Orígenes de telenovela

> Hunt heredó su fortuna de su padre, Haroldson Lafayette “H.L.” Hunt Jr., un magnate que invirtió sus ganancias de poquer para obtener la mayor parte del campo petrolero del este de Texas, uno de los depósitos de crudo más grandes del mundo. La vida de H.L. Hunt, con su gran fortuna y 15 hijos producto de tres matrimonios, fue la principal inspiración de la telenovela Dallas y el personaje de J.R. Ewing.

Humildad cultivada

> En los años 60 y 70, Bunker Hunt era uno de los hombres más ricos del mundo, con una fortuna estimada en hasta 16 mil millones de dólares y múltiples propiedades inmobiliarias. Sin embargo, Hunt evitaba ciertos lujos y prefería opciones menos ostentosas. Esto incluía conducir un Cadillac en deterioro, vestir trajes baratos, volar en tercera clase y comer en restaurantes de hamburguesas y platillos texanos.

Acaparando plata

> Lejos de quedarse sólo en el negocio petrolero familiar, Hunt y sus hermanos Herbert y Lamar se interesaron por el negocio de la plata. A principio de los años 70, los Hunt acumularon reservas de plata que llegaron a equivaler entre un tercio y la mitad de la oferta global. Manipulando los precios con sus reservas, ganaron entre 2 y 4 mil millones de dólares especulando con la plata en 1979.

Jueves plateado

> La especulación de los Hunt logró empujar el precio de la plata de 11 dólares la onza en septiembre de 1979 a 50 dólares la onza en enero de 1980, y el valor de sus reservas y contratos ligados a éstas alcanzó los 7 millones de dólares. 
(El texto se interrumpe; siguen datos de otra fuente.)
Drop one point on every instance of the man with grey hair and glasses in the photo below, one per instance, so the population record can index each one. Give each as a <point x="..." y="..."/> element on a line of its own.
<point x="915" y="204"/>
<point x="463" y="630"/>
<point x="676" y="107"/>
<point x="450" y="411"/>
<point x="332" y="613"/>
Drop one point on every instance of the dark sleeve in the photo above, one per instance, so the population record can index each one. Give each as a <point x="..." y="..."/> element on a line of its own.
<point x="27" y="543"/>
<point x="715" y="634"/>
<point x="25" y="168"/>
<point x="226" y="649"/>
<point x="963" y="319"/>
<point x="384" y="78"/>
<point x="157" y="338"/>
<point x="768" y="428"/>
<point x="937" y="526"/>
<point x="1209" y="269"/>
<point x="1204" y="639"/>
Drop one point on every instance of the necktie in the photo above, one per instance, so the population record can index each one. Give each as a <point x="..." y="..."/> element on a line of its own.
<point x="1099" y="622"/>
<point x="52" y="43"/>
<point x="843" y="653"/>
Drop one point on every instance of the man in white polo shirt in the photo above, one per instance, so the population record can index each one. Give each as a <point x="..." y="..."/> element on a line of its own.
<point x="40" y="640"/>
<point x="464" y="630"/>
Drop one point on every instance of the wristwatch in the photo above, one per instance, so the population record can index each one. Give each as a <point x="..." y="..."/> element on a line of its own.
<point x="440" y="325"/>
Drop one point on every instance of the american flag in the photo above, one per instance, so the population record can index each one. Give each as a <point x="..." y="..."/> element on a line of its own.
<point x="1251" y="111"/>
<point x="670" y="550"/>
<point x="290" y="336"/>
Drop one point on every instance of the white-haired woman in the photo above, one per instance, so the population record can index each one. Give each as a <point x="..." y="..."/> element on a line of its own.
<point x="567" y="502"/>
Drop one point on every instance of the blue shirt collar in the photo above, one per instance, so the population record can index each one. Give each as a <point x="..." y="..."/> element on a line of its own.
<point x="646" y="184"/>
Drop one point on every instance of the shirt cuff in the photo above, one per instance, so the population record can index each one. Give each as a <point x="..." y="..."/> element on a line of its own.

Sin embargo, en tan solo dos meses, el precio colapsó y las ganancias de los Hunt se convirtieron en una pérdida de 1.7 mil millones de dólares y en numerosas peleas legales ligadas a su especulación.

Interés equino

> Una de las grandes pasiones de Hunt eran los caballos de carreras, los cuales comenzó a adquirir en 1955. A través de los años, llegó a poseer más de mil caballos en establos alrededor del mundo en países como Irlanda y Nueva Zelanda, y sus mejores ejemplares recibieron numerosos premios. 

Pero la bancarrota lo obligó a deshacerse de la mayor parte de ellos, dejando atrás su gloria pasada a favor de algo más recreativo.